As the U.S. and Pakistan struggle to patch up frayed ties, plans for a Pakistani-Iranian natural gas pipeline further threaten the fragile partnership.
Pakistan desperately needs new energy sources and has made it clear that it plans to forge ahead with the pipeline to bring in natural gas from Iran, despite warnings from the U.S. that Islamabad could be hit with economic sanctions if it follows through with the project.
"If built, [it] could raise serious concerns under the Iran Sanctions Act. We have made that absolutely clear," Secretary of State Hillary Rodham Clinton said at a congressional hearing last month. "We believe that actually beginning the construction of such a pipeline, either as an Iranian project or as a joint project, would violate our Iran sanctions law."
The imposition of sanctions "would be particularly damaging to Pakistan because their economy is already quite shaky," she said.
Pakistan's leaders appear unmoved. At a news conference last week, Foreign Minister Hina Rabbani Khar said talk of sanctions wouldn't deter Islamabad from ramping up its cooperation with Iran.
"We cannot afford to be selective about where we receive energy from," Khar said.
More than half of Pakistan's manufacturers use natural gas to power their factories, and no other country relies as heavily on natural gas to fuel its cars, buses and trucks. About 21% of the country's vehicles run on compressed natural gas.
Yet Pakistan produces only 30% of the natural gas it needs. Neighboring Iran, meanwhile, has the world's second-largest natural gas reserves, topped only by Russia. The proposed 1,300-mile pipeline would deliver to Pakistan more than 750 million cubic feet of gas per day from Iran's South Pars gas field in the Persian Gulf.
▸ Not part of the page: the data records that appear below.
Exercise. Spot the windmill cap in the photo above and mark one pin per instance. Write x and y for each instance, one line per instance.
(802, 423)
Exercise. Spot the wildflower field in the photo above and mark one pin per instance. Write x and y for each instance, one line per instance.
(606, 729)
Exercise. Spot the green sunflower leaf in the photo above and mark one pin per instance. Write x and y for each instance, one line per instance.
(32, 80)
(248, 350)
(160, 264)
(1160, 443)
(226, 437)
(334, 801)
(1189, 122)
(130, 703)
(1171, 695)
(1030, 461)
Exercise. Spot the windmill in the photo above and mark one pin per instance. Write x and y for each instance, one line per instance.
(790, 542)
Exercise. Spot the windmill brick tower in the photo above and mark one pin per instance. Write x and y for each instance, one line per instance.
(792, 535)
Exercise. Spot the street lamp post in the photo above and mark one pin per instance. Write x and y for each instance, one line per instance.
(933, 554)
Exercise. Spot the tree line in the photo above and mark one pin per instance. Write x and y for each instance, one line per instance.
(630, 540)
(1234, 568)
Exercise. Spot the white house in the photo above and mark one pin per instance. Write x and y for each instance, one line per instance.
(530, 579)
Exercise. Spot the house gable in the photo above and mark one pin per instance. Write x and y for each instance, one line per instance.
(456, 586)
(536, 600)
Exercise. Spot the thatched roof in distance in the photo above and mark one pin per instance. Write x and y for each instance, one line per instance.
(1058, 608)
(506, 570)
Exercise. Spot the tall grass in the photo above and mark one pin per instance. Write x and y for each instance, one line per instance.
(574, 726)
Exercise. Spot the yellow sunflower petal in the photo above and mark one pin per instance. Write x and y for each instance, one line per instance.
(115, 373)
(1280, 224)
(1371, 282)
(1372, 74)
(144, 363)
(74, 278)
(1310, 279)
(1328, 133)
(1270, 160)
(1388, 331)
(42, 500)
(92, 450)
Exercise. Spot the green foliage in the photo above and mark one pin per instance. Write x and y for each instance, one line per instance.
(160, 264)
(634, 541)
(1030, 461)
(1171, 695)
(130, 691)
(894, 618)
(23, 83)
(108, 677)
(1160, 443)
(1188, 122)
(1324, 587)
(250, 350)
The U.S. has touted an alternative pipeline project that would transport natural gas from Turkmenistan through Afghanistan and into Pakistan and India. But with Afghanistan mired in a 10-year-old war with Taliban insurgents, experts in Pakistan doubt that pipeline will ever be built.
"A lot of people might be huffing and puffing, but no one is coming up with a viable alternative," said Safiya Aftab, a columnist with the Friday Times, a Pakistani weekly newspaper. "Running a pipeline through Afghanistan in the current conditions is not going to happen."
The U.S. is trying to persuade Pakistan to drop the Iranian pipeline project at a time when its government is taking stock of its relations with Washington after the errant American airstrikes that killed 24 Pakistani soldiers near the Afghan border in November.
Pakistanis have also been deeply frustrated with the continuation of U.S. drone missile strikes against militants in Pakistan's tribal areas, and with Washington's decision not to inform Islamabad before launching the commando raid that killed Al Qaeda head Osama bin Laden in the military city of Abbottabad in May. Islamabad's government is under heavy pressure from a vehemently anti-American public to reduce its dependence on Washington and assert its own agenda.
The effort to scuttle the pipeline venture is part of Washington's bid to economically squeeze the Iranian government, which it believes is intent on building nuclear weapons. A similar imposition of sanctions on Pakistan could devastate the country's economy, already weakened by years of militancy and overburdened by debt to international lenders.
Such a move might cause irreparable harm to Washington's relationship with Pakistan, a difficult but vital ally in the fight against terrorism. Pakistan is also viewed as having a key role in facilitating talks with Afghan Taliban insurgents who use Pakistani territory as sanctuary.
"I think it would be the straw that breaks the camel's back," said Zafar Hilaly, a former Pakistani ambassador to the U.S. "If sanctions are imposed, then I don't think we could have a Pakistani government that is even remotely disposed toward the U.S."
Analysts in Pakistan say Washington's warnings about the pipeline are premature because the project is far from being realized. Iran has nearly completed the pipeline on its side of the border, but Pakistan hasn't started yet and is struggling to find financing for the $1.2-billion segment on its territory.
"Pakistan can't build it until they get funding," Aftab said. "That's where they are running into problems."